Par une lettre du 14 février 2022, le tribunal a informé les parties que le jugement est susceptible d'être fondé sur un moyen relevé d'office, tiré de l'irrecevabilité de la requête pour défaut d'intérêt à agir dès lors que la requérante n'a pas été reconnue comme prioritaire et devant être relogée d'urgence par une décision de la commission de médiation.

Vu les pièces du dossier.

Vu :

- le code de la construction et de l'habitation ;

- la loi n° 91-647 du 10 juillet 1991 ;

- le code de justice administrative.

Le président du tribunal a désigné Mme B en application de l'article

R. 222-13 du code de justice administrative.

La magistrate désignée a dispensé la rapporteure publique, sur sa proposition, de prononcer des conclusions à l'audience.

Les parties ont été régulièrement averties du jour de l'audience.

Le rapport de Mme B a été entendu au cours de l'audience publique.

La clôture de l'instruction a été prononcée à l'issue de l'audience.

Considérant ce qui suit :

1. Lorsqu'une personne a été reconnue comme prioritaire et devant être logée ou relogée d'urgence par une décision d'une commission de médiation en application des dispositions de l'article L. 441-2-3 du code de la construction et de l'habitation, la carence fautive de l'État à exécuter cette décision dans le délai imparti engage sa responsabilité à l'égard du seul demandeur, au titre des troubles dans les conditions d'existence résultant du maintien de la situation qui a motivé la décision de la commission, que l'intéressé ait ou non fait usage du recours en injonction contre l'État prévu par l'article L. 441-2-3-1 du code de la construction et de l'habitation.

2. Il ne résulte pas de l'instruction que Mme C aurait été reconnue comme prioritaire et devant être logée ou relogée d'urgence ni, en tout état de cause et comme elle le soutient, que son mari décédé aurait été bénéficiaire d'une décision de la commission de médiation en application des dispositions de l'article L. 441-2-3 du code de la construction et de l'habitation. Dans ces circonstances, elle n'est pas fondée à rechercher la responsabilité de l'Etat du fait de son absence de relogement.

3. Il résulte de ce qui précède que la requête de Mme C doit être rejetée, y compris ses conclusions au titre de l'article L. 761-1 du code de justice administrative.

D E C I D E :

Article 1er : La requête de Mme C est rejetée.
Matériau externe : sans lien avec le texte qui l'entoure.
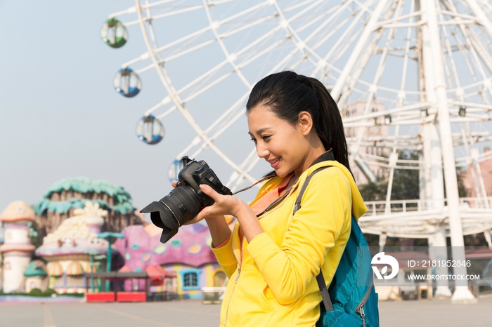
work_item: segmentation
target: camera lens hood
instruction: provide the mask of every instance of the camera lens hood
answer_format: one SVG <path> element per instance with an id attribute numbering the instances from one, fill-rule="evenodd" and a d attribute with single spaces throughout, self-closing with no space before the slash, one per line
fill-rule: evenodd
<path id="1" fill-rule="evenodd" d="M 154 201 L 140 211 L 141 213 L 150 213 L 153 224 L 162 229 L 160 236 L 161 243 L 166 243 L 178 232 L 179 227 L 175 221 L 169 221 L 172 213 L 161 202 Z"/>

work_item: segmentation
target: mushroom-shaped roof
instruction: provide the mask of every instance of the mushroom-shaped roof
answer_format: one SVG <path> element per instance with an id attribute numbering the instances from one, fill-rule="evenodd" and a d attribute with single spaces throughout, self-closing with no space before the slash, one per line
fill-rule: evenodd
<path id="1" fill-rule="evenodd" d="M 67 276 L 80 276 L 84 274 L 84 268 L 80 263 L 72 261 L 68 264 L 65 272 Z"/>
<path id="2" fill-rule="evenodd" d="M 31 206 L 22 201 L 15 201 L 0 214 L 0 221 L 13 222 L 20 220 L 34 221 L 36 214 Z"/>
<path id="3" fill-rule="evenodd" d="M 43 239 L 43 245 L 36 250 L 37 255 L 99 254 L 108 251 L 108 241 L 98 239 L 97 234 L 91 232 L 87 225 L 88 223 L 101 222 L 98 219 L 103 220 L 101 217 L 108 212 L 100 209 L 97 203 L 88 203 L 84 209 L 75 213 L 77 215 L 63 220 L 55 232 Z"/>
<path id="4" fill-rule="evenodd" d="M 115 242 L 115 247 L 131 271 L 136 269 L 144 271 L 150 265 L 182 263 L 199 267 L 216 262 L 210 249 L 212 239 L 206 226 L 200 224 L 183 226 L 165 244 L 160 243 L 160 233 L 149 233 L 154 229 L 148 226 L 129 226 L 122 232 L 124 239 Z"/>
<path id="5" fill-rule="evenodd" d="M 45 265 L 41 260 L 33 261 L 27 265 L 25 272 L 24 272 L 24 276 L 26 277 L 32 277 L 34 276 L 44 277 L 47 275 L 46 272 L 44 270 L 44 267 Z"/>
<path id="6" fill-rule="evenodd" d="M 34 252 L 36 246 L 27 243 L 10 243 L 0 246 L 0 252 L 2 253 L 11 251 Z"/>
<path id="7" fill-rule="evenodd" d="M 60 242 L 43 244 L 36 249 L 36 255 L 53 257 L 73 254 L 105 253 L 108 252 L 108 241 L 98 238 L 89 239 L 65 238 Z M 115 250 L 112 251 L 116 253 Z"/>
<path id="8" fill-rule="evenodd" d="M 48 274 L 50 276 L 57 276 L 63 274 L 63 268 L 61 265 L 60 265 L 60 262 L 57 262 L 56 261 L 48 262 L 47 269 Z"/>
Article 2 : Le présent jugement sera notifié à Mme A C et à la ministre déléguée auprès de la ministre de la transition écologique, chargée du logement.
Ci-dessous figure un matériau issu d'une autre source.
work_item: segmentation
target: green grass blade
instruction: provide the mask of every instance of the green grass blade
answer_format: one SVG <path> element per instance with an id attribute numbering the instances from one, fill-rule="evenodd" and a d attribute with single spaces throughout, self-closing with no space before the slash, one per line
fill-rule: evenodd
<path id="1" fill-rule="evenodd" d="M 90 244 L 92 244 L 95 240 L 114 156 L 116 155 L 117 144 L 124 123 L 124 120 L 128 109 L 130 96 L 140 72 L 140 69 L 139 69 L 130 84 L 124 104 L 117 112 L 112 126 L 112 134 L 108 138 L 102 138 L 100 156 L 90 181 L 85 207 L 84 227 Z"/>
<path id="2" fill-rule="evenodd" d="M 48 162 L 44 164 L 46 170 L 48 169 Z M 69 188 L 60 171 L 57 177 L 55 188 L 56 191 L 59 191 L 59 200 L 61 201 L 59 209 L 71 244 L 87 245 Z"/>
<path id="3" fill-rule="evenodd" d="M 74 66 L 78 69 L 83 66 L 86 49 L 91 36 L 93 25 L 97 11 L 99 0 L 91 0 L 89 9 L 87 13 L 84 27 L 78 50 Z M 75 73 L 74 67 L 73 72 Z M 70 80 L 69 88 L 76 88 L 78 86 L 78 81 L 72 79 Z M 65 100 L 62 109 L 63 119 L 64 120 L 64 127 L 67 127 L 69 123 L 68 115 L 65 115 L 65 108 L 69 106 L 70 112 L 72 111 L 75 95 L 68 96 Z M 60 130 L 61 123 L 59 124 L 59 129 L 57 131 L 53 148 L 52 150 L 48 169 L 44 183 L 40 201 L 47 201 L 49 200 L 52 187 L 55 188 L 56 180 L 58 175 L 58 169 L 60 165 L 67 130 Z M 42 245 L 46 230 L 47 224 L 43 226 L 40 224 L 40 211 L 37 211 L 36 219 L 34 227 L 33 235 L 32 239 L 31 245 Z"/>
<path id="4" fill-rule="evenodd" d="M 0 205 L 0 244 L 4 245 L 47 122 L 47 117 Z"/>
Copie en sera adressée au préfet de la région d'Ile-de-France, préfet de Paris.

Rendu public par mise à disposition au greffe le 1er juillet 2022.

La magistrate désignée,

C. B

La greffière,

C. AGRICOLE

La République mande et ordonne à la ministre déléguée auprès de la ministre de la transition écologique, chargée du logement en ce qui la concerne ou à tous huissiers de justice à ce requis en ce qui concerne les voies de droit commun contre les parties privées, de pourvoir à l'exécution de la présente décision.